Queen consort of the Franks
- Tenure: 770 – 771
- Born: c. 754 Pavia
- Died: c. 776
- Spouse: Charlemagne
- Father: Desiderius, King of the Lombards
- Mother: Ansa

= Desiderata of the Lombards =

Queen of the Franks from 770 to 771

Desiderata (fl. 771) was a queen consort of the Franks. She was one of four daughters of Desiderius, King of the Lombards, and his wife Ansa, Queen of the Lombards. Desiderata was married to Charlemagne in 770 in effort to create a bond between Francia and the Kingdom of the Lombards. The marriage also sought to isolate Charlemagne's brother Carloman I, who ruled over the central territories of Francia. It lasted just one year, and there are no known children.

== Marriage to Charlemagne ==
Desiderata was the first (or possibly second) wife of Charlemagne. (There are questions about the nature of Charlemagne's relationship to Himiltrude, who may have been his first wife.) Carolingian historian Janet Nelson writes that the alliance between the Franks and Lombards arising out of the marriage to Desiderata was directed against Charlemagne's brother Carloman, whose territory it encircled. The marriage was opposed by Pope Stephen III, who in the summer of 770 wrote to Charlemagne and Carloman bemoaning the union between "the most notable race of the Franks and that fetid brood of the Lombard's that had brought leprosy into the land." There is no mention of this marriage in the Royal Frankish Annals or their revised version. However, it is mentioned briefly in chapter 18 of Einhard's Life of Charlemagne, which records that "at the urging of his mother, [Charlemagne] married a daughter of Desiderius."

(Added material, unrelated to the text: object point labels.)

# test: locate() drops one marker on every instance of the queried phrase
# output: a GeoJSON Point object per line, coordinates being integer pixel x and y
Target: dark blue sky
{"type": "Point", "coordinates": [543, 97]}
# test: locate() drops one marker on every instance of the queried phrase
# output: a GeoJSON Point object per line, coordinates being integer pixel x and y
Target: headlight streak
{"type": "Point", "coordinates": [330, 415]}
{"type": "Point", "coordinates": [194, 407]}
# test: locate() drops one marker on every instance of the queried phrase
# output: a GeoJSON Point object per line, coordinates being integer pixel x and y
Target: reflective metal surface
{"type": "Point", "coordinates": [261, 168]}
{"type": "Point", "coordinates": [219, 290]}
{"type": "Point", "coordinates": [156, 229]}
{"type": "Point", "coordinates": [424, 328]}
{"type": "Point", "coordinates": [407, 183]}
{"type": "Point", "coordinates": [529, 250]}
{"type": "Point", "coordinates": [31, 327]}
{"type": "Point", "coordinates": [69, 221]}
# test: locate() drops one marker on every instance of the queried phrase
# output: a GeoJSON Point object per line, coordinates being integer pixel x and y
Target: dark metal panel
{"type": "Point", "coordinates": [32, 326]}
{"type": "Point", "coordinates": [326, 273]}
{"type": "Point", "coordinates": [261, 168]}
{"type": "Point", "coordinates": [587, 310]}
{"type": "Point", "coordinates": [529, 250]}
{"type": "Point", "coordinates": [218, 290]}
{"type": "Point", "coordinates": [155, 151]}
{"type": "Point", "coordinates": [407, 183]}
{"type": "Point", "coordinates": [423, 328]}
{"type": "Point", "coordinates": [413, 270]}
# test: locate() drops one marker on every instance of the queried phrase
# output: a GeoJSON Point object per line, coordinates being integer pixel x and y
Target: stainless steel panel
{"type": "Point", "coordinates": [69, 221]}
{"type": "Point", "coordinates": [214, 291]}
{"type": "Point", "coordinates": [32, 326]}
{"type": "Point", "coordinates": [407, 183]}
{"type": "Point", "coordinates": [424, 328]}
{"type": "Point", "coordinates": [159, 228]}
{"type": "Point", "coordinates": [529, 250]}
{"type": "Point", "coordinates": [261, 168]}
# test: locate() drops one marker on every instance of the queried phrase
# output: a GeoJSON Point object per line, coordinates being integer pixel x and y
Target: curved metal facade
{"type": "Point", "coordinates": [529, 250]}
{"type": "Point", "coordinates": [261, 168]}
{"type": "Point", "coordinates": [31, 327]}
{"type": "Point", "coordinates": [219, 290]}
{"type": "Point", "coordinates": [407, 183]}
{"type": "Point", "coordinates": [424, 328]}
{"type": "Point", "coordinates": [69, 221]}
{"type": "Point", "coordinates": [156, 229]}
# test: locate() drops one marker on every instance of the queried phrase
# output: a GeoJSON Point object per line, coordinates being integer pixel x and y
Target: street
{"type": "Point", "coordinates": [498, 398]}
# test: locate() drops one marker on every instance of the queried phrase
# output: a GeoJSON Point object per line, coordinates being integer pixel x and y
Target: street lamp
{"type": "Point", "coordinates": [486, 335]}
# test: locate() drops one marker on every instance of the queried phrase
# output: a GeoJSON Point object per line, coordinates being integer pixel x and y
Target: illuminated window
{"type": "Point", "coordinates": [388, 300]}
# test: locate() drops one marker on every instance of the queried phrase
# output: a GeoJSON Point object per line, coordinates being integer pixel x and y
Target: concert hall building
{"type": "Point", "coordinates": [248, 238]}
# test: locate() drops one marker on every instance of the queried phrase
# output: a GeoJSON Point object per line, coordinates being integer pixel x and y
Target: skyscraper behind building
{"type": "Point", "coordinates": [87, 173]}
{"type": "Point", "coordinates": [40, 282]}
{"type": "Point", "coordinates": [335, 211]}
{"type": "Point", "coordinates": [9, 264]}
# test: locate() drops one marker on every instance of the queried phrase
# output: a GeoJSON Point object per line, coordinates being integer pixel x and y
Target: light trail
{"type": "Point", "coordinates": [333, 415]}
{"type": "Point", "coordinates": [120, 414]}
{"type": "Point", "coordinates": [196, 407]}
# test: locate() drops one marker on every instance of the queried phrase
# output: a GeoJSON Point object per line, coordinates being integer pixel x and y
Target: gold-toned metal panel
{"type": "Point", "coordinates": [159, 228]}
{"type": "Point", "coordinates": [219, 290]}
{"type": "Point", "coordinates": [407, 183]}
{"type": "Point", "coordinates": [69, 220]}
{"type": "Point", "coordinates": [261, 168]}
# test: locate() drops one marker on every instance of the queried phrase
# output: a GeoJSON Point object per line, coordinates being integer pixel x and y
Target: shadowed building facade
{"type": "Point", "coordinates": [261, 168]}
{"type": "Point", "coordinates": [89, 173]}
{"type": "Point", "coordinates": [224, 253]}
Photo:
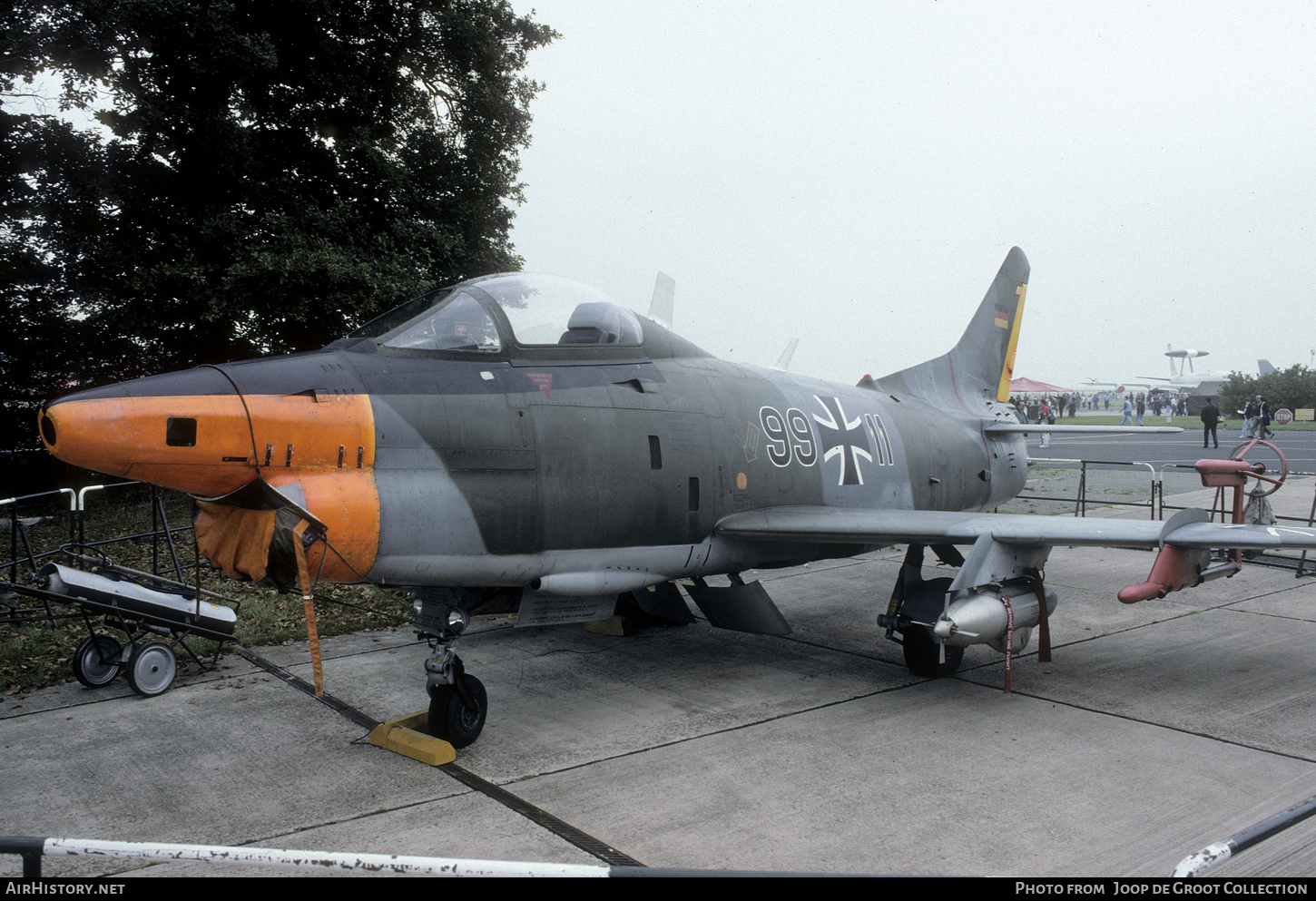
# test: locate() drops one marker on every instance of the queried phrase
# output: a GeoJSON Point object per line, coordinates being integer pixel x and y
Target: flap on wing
{"type": "Point", "coordinates": [830, 525]}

== Debate surrounding her name ==
Although she is commonly referred to by the name Desiderata there is some debate surrounding her name. One school of thought is that the name derives from an editorial error in a 19th-century copy of the Monumenta Germaniae Historica which capitalized the 'D' in desideratam filiam (Latin for 'desired daughter'). Janet Nelson argues that it is far more likely that Desiderata's name is actually 'Gerperga.' Nelson provides multiple reasons as to why this is the case, firstly, the name fits in with the names of Desiderius' other daughters, all of which end in the suffix 'perga.' Secondly, Carloman's wife was called Gerberga, and this, Nelson believes, explains why when Gerberga fled to Desiderius after Carloman's death, the Annals of Lobbes believed that she was fleeing to her father, due to confusion over the similarities of their names. Additionally, in Pope Stephen III's letter to Charlemagne and Carloman, he is not sure of which brother is marrying Gerperga, Nelson argues that this confusion is also caused by the similarity in the names of Desiderius' daughter and Carloman's wife.
The Italian writer Alessandro Manzoni in his tragedy Adelchi gave her the name Ermengarda.